Before the pandemic, multifamily demand outpaced demand, and the problem has only been exacerbated by the pandemic.
Before the pandemic struck, the multifamily market suffered from a severe supply-demand imbalance that fueled an affordability crisis both nationally and in states like California. Nothing has changed. The supply-demand imbalance remains, and the pandemic has only exacerbated the problem. As a result, multifamily remains an attractive investment bet.
“Multifamily has long been a favored asset class, in large part because of an extreme supply/demand imbalance. The home ownership rate plummeted—from about 69% to 64%—since the Great Financial Crisis causing millions of American homeowners to rent,” Mitch Siegler, senior managing director and co-founder of Pathfinder Partners, tells GlobeSt.com. “The Millennial generation, now larger than the Baby Boomers, enjoys mobility and prefers renting to buying. Many in this cohort have high student debt, pressuring their ability to assemble a down payment. These supply-demand dynamics remain in place and, to some extent, have been exacerbated by the pandemic.”
Pathfinder is based in San Diego, and has continued to be a net buyer through the pandemic. “We’ve made several acquisitions this year,” says Siegler. “As I mentioned in the previous question we focus on resilient markets characterized by many jobs in resilient industries and fewer jobs in vulnerable industries.”
The firm is also focused on its target investment strategy, and is active in Seattle, Portland, Sacramento, San Diego, Phoenix and Denver. “Pathfinder has long favored Class-B, suburban properties in resilient markets,” says Siegler. “These cities are characterized by many jobs in resilient industries and fewer jobs in vulnerable industries. Many of the professionals who rent our apartments can work from home.
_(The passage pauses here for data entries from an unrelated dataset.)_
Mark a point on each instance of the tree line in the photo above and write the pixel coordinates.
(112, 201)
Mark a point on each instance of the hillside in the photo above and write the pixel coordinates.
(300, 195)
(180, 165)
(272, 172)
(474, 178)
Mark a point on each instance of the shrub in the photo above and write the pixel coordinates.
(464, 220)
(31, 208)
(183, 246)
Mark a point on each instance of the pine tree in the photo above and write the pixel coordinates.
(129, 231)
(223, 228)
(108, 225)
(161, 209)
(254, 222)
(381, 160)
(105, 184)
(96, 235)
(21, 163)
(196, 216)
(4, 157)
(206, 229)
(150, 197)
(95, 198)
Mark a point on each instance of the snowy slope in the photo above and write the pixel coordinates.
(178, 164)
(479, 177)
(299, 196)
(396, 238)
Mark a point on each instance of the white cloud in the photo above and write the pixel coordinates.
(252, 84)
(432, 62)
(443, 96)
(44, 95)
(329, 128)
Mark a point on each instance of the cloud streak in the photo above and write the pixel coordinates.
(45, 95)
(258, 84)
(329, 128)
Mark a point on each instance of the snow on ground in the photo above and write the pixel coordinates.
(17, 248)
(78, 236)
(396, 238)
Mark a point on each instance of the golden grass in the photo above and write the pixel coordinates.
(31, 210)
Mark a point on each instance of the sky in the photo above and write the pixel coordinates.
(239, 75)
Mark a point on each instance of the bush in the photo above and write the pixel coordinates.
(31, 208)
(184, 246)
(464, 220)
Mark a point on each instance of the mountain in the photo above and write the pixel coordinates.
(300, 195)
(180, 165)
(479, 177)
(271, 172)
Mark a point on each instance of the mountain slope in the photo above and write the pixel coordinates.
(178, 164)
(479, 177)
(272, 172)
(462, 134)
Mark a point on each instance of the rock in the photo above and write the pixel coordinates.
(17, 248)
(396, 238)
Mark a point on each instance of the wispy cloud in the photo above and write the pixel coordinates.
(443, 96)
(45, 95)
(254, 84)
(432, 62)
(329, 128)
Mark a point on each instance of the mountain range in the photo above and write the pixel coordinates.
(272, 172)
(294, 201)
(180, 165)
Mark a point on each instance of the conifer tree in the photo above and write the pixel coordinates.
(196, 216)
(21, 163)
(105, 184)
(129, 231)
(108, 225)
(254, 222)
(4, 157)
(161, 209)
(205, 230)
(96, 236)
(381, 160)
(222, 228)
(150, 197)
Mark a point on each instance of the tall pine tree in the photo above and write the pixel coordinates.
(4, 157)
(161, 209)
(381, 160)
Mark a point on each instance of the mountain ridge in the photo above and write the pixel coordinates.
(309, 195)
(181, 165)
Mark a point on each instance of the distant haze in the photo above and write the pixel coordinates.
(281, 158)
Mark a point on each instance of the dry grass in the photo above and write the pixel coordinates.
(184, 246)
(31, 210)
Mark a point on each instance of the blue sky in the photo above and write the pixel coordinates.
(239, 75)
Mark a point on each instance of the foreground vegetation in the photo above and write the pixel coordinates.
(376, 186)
And, the “time for money” tradeoff these residents made has become more favorable since commute times are shorter now and many people are commuting just one-to-two days per week.
In addition to supply-demand dynamics, Pathfinder is also active in markets with limited new construction activity. “In many of Pathfinder’s markets, there are considerable barriers to new supply, meaning that not enough housing is created and the only new supply are class-A or luxury apartments, unaffordable for many,” says Siegler.
This strategy has proven to be successful, even through the pandemic, but, like all asset classes, there have been challenges. As a result, Pathfinder has adjusted its underwriting to reflect the new market conditions. “We have experienced very strong occupancies and rent collections this year though there are increasing signs of softening collections, which could worsen if Congress does not pass stimulus/enhanced unemployment benefits soon,” says Siegler. “We do not expect market rent growth in most of the cities where we operate for the next 12-18 months. We are working hard to hold onto tenants for a longer period of time, which reduces marketing and turnover expenses.”